At the end of The Smoking Diaries, Gray includes a photograph of himself at 10 with his two siblings, elder brother Nigel and Piers as a beautiful, smiling infant. All of them are the picture of trusting innocence. The placement of this photo as a companion bookend to the image of advanced years at the beginning suggests that in these journals — and perhaps in all his writing — Gray has been struggling, consciously or unconsciously, not only to come to terms with a perplexing world but also to recapture the sense of belonging that he felt in the bourgeois niche to which he was born.

Edward Albee, who has never shown much patience for the comforts of the bourgeoisie, also has a new book out from Carroll & Graf: Stretching My Mind consists of 42 essays (and a foreword) written over the course of nearly half a century. Albee was born the same year as John Osborne and played an even more iconoclastic role in American theater than Osborne did in British drama. So it’s striking that, in some of his essays, Albee looks back more in peevishness than in anger. But if his critical perspective is sometimes glib and, yes, peevish, it’s more often sage and incisive.

These pieces, most of them quite brief, lay out precise aesthetic judgments in clear, measured sentences and simple, well-structured paragraphs. The topics include Theatre of the Absurd, a movement with which critics associated Albee early in his career; other writers, notably Carson McCullers and James Purdy, who wrote novels that Albee adapted for the stage; and the graphic and plastic arts (Albee is an art collector and warns playwriting students that “if they remain ignorant of or unreceptive to the visual arts and music, they are hobbling their craft muscles”). There are also admiring but unemotional pieces on Alan Schneider, who directed the first productions of several Albee plays, and Uta Hagen, who created the role of Martha in the original Broadway production of Who’s Afraid of Virginia Woolf?. Four interviews with Albee, conducted on various occasions, fill out what would otherwise be a small yet diverse collection.

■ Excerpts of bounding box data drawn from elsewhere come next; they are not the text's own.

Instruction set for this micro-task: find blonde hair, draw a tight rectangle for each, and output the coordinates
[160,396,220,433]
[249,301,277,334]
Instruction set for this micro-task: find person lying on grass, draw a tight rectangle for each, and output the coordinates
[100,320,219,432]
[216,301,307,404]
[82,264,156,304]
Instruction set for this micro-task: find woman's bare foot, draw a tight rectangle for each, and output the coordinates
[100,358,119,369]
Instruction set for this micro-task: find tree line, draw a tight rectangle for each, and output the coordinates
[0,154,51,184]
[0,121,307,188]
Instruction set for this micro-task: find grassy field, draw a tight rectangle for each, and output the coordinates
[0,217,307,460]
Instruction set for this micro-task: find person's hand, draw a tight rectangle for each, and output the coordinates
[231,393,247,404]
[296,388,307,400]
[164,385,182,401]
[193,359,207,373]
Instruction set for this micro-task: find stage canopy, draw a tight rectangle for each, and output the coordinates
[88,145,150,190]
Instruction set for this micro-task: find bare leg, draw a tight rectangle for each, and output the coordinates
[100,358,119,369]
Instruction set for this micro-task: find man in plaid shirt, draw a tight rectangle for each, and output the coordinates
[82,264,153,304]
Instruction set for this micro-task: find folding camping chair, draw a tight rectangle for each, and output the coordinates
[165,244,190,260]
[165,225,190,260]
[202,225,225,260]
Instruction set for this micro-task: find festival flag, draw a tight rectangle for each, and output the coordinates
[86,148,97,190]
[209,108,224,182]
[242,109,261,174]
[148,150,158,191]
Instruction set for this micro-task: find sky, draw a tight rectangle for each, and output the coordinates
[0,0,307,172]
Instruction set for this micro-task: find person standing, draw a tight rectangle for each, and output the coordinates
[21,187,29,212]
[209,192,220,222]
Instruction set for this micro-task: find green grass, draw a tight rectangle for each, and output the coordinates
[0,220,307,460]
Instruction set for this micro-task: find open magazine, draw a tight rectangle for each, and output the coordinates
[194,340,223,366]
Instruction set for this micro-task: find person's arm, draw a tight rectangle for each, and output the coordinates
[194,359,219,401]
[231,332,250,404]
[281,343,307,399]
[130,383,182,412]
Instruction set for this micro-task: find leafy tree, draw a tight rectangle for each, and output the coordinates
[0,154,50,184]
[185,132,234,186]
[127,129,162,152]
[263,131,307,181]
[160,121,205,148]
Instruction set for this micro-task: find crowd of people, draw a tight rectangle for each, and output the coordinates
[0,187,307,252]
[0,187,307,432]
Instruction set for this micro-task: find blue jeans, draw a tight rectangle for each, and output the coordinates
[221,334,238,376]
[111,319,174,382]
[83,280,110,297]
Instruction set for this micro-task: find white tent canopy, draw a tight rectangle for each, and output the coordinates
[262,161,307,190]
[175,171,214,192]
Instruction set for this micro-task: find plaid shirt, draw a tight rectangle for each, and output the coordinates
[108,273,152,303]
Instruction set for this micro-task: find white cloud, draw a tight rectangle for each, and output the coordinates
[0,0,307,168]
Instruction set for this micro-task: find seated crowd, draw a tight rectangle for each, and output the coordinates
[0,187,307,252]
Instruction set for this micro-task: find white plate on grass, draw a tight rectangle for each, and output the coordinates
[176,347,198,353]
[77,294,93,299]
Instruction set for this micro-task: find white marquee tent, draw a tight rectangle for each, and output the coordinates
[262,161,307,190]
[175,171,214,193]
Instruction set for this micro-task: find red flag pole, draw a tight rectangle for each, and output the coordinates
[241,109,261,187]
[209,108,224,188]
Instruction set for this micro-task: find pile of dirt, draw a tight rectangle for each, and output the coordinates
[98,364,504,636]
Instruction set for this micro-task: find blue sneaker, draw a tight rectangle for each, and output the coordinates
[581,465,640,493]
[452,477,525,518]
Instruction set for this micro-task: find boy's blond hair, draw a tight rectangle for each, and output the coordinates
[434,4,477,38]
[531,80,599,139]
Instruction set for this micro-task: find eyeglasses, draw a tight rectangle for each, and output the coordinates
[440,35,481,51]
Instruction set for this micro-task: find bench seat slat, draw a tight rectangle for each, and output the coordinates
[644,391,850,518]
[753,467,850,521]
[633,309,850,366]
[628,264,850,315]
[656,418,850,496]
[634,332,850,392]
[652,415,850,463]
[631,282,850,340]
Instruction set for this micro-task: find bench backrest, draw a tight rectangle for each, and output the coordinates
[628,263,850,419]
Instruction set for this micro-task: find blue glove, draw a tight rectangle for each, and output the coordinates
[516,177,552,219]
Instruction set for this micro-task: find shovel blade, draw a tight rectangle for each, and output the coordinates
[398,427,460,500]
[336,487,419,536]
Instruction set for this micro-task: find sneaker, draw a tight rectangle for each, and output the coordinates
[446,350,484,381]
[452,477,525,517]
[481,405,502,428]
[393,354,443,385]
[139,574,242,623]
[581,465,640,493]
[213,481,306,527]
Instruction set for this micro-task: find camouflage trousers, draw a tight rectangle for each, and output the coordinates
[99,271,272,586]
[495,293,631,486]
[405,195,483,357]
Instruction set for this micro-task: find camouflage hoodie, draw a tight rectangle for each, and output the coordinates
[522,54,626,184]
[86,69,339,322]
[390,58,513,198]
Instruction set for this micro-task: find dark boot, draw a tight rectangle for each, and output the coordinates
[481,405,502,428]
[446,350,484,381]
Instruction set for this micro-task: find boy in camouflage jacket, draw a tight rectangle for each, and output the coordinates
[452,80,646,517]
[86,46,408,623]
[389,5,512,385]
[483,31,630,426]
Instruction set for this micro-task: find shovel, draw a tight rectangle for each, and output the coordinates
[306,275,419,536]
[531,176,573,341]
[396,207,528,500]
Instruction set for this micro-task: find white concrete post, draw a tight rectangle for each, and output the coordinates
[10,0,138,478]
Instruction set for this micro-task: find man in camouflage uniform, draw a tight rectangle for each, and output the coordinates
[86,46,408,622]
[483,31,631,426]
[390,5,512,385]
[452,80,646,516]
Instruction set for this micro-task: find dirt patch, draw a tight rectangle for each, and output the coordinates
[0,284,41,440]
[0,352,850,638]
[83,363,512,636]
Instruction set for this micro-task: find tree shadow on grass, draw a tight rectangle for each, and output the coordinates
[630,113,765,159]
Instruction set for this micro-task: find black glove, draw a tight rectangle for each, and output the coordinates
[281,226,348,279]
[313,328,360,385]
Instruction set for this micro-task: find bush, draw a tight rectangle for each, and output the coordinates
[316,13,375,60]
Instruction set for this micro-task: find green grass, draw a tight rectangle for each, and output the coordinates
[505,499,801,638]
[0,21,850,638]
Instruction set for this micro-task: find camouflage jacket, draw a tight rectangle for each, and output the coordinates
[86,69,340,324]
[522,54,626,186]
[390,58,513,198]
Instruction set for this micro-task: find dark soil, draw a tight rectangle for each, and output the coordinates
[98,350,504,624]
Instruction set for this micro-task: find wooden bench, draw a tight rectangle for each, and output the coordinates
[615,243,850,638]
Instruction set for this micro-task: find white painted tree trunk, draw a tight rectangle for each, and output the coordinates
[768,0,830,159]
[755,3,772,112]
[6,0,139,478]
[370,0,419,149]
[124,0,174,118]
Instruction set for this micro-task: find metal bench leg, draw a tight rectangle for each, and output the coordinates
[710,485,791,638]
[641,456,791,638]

In one of his essays, Albee writes, “People often ask me how long it takes me to write a play, and I tell them ‘all of my life.’ ” That would be a most appropriate answer as a description of the time during which Gray’s Smoking Diaries and Albee’s Stretching My Mind have been gestating. These dissimilar playwrights, writing in non-dramatic form, address existential conflicts that are familiar to any adult reader, though in very different ways. Gray recalls his whole life while recreating with apparent candor his recent struggles with disappointment, loss, infirmity, and the mysteries of mortality. Albee, writing at various stages of his career, responds to life’s deepest questions through art — his own and that of others. These are nourishing books, one highly emotional and the other cerebral, drawn in different ways from the drama of their authors’ long lives. One hopes that these veterans are just getting their second wind and can be counted on to keep delivering more of the same.